Esa noche viajamos fuera de Buenos Aires una hora hacia el sur. Villa Elisa es un pequeño pueblo a 20 kms de La Plata, donde unos amigos de mi anfitriona nos dejarán una casa con piscina y un milenario alcanfor. Son tan importantes los árboles en este país que hubo un gobernador que legó a la ciudad de Buenos Aires, no un puente o una carretera, sino que plantó especies en las calles de acuerdo a un plan que hace que desde septiembre a mayo siempre haya alguna en floración. Jacarandás, ceibos, magnolios, palos borrachos, acacias…
El dueño de la casa no quiere oír hablar del carnicero de San Telmo. Para él, el único carnicero es José. “Jamás me ha fallado. Todo lo que tiene es de primera”. Y para demostrarnos que no se trata solo de un carnicero sino de alguien muy íntimo, nos cuenta acerca de la existencia de un corte llamado “el escondido”, que se ubica bajo el hueso de la cadera. “Como es tan chiquito los carniceros lo juntan y se los dejan para ellos. José me los da para mi hija, una delicia”.
A la mañana siguiente vamos en busca de José. Imaginé que sería un viejo experimentado, pero es un hombre joven. “Lo siento, tengo todo reservado desde la Navidad”. “¿Y esos trozos?”, le señaló los que están en exhibición. “No, no están de primera”, contesta, porque un carnicero de barrio jamás engañaría a un vecino o a sus amigos. ¿Cómo haría para mirarlos a la cara luego?
Una vez solucionado el problema de la carne, viene la parrilla. Mientras en algunas partes el dilema se reduce a si se le echa la sal antes, durante o después, en este país un asado es un proceso lento y refinado. La parrilla tiene dos sectores. En uno se hace el fuego con leña y carbón. Del otro lado está la parrilla. Al fuego se lo deja estar hasta que produce brasas, no carbones semi quemados que aún despiden llamas. Cuando hay suficientes, se trasladan bajo de la parrilla y se echa al fuego más carbón. De esta forma, siempre habrá brasas y la carne se asará a una temperatura uniforme. Pero el arte no termina ahí. Las brasas no se colocan al centro, debajo de la carne, sino alrededor, por los cuatro costados, para que mientras se dora por arriba y por abajo, se cocine también al centro. A todo esto ya han pasado sin impaciencias de ningún tipo dos horas.

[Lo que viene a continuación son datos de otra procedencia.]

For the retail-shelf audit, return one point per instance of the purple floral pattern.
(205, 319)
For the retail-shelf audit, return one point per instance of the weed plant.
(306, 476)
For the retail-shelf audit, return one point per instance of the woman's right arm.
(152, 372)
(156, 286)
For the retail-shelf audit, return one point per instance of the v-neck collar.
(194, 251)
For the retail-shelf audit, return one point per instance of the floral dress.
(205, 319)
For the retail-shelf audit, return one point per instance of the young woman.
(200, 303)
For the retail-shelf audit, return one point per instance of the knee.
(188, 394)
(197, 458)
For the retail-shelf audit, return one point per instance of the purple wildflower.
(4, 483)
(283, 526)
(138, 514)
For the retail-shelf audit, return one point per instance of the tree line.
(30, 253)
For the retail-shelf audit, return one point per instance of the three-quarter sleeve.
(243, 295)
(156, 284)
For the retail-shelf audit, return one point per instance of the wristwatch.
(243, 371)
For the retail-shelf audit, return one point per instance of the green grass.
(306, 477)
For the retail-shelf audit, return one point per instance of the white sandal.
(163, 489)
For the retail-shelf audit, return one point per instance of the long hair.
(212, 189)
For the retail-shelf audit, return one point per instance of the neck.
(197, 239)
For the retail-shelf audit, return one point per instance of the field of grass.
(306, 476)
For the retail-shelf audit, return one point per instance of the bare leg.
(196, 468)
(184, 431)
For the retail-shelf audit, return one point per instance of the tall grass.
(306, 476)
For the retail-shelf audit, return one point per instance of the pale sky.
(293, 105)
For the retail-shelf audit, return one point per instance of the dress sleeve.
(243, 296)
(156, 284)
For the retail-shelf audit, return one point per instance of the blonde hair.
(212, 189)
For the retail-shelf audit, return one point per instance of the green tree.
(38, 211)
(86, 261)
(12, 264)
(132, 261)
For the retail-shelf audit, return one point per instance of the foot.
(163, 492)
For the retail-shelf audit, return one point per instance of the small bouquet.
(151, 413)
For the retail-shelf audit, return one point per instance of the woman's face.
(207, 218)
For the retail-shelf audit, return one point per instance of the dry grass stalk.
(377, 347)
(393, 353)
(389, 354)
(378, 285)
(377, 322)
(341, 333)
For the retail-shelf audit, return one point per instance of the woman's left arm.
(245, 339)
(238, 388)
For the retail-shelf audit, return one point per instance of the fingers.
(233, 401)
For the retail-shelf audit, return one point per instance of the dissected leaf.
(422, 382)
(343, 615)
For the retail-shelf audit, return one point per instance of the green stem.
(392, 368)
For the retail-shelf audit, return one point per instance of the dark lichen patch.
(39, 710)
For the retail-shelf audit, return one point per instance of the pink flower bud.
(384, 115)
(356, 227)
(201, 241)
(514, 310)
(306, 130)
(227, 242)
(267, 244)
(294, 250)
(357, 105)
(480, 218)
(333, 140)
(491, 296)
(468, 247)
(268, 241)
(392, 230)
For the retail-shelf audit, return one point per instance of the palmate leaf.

Después de medianoche, en la ciudad de La Plata existe la tradición de quemar muñecos. A pesar de estar a solo una hora de Buenos Aires, aquí ya se respira la provincia. Llegan el dueño del bar y pool 25 de abril, los vecinos con los que juega brisca, José el carnicero, el panadero, el gomero, el canillita, los hombres sin camisa lucen en la forma de sus estómagos el asado que acaban de cenar.